The platform invites people to nominate any frontline worker using their email address or phone number. A volunteer user like Russ is then matched with the recipient and generates a video that is sent by link via text or email. Users who create videos are not given the recipient’s contact information, only their first name. Each video is watched by volunteers to ensure it contains nothing obscene or objectionable, and the frontline worker receiving the message has no obligation to view it.
Since the launch of 6FTCloser, people have sent more than 1,500 messages to frontline workers, including nurses, doctors, delivery workers, and postal carriers.
Co-founder Noah Friedman says the platform stemmed from his personal desire to express gratitude to those on the front lines. He favored video messages because of the medium’s intimacy; a caring facial expression and tone of voice can feel much more personal than text on a screen.
“I was hoping to create something that would be simple for me and my friends to do but hopefully disproportionately impactful,” he says.
“I was hoping to create something that would be simple for me and my friends to do but hopefully disproportionately impactful.”
Friedman isn’t alone in his desire to thank frontline workers, particularly those battling COVID-19 in hospitals. In addition to the daily applause that breaks out in the evening across the U.S. and in other countries, messages of gratitude have flooded social media for weeks.
The #HealthcareHeroes hashtag is populated with that sentiment on Twitter, Instagram, and Facebook. Some hospitals like University of Chicago Medicine, Hennepin Healthcare in Minneapolis, and OSF Healthcare in Illinois and Michigan have invited patients and the public to thank staff.
GLMA: Healthcare Professionals Advancing LGBTQ Equality, a large association of LGBTQ healthcare workers, launched an Instagram filter that lets users take a selfie in a rainbow medical mask and post their gratitude.
Wambi, a company that provides software to hospital systems so they can elicit positive feedback from patients and share it in real time with employees, made its Carepostcard program available to the public so anyone can submit messages for health care workers using the platform. Users enter the name of the recipient, write their message, and post it to the Carepostcard website. They can include hashtags like #HealthcareHeroes, #thankanurse, or #thankadoctor so that healthcare organizations can easily find them.
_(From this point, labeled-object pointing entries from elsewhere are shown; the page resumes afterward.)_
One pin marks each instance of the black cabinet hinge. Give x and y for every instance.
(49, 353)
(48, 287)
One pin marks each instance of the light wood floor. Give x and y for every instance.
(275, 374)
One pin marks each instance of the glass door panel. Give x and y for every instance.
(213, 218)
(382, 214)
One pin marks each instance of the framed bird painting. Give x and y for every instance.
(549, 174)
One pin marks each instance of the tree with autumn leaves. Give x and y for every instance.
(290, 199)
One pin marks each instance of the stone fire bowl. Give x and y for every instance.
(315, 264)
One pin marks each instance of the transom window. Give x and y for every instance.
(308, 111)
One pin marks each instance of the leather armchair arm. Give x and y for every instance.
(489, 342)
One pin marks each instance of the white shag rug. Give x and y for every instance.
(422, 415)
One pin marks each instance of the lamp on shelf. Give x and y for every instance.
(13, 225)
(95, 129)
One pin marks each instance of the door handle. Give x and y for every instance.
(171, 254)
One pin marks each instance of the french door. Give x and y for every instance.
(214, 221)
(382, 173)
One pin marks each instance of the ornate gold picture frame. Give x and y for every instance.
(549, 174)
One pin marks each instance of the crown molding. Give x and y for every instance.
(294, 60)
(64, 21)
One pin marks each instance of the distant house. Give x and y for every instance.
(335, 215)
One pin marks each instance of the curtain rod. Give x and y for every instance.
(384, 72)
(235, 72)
Rebecca Metter, co-founder and CEO of Wambi, says the platform will eventually allow health care workers to sign up to receive messages directly. In the meantime, Wambi is partnering with nurses’ associations, large healthcare organizations, and “healthcare influencers” to reach staff with messages.
Cherie Chase, a patient care and clerical tech in the oncology unit of University of Maryland Upper Chesapeake Health, says hospital staff look forward to Carepostcard messages that they receive internally, via the hospital’s system. The notes of support help them feel recognized and appreciated, which in turn lessens what Chase describes as a “heavy burden.”
“The more people do that, it encourages us to led the load down,” says Chase.
Amanda is hopeful that the gratitude people are expressing for frontline workers now marks a long-lasting shift in the country’s values. Indeed, some healthcare workers worry that focusing on and praising heroic efforts on the frontline will distract from the broader structural problems that put nurses and doctors, for example, in a position where they lacked personal protective equipment.
“I hope our society doesn’t go back to the way it was,” she says, adding that she’d like to see “a little more respect for people who do hold [essential] jobs, who before didn’t necessarily get seen.”
“We don’t necessarily get paid the most, you don’t necessarily get the attention unless we’re in a pandemic,” she says of healthcare workers. “This is showing everyone what’s really important at the end of the day. It’s not about the money, it’s not about the glory.”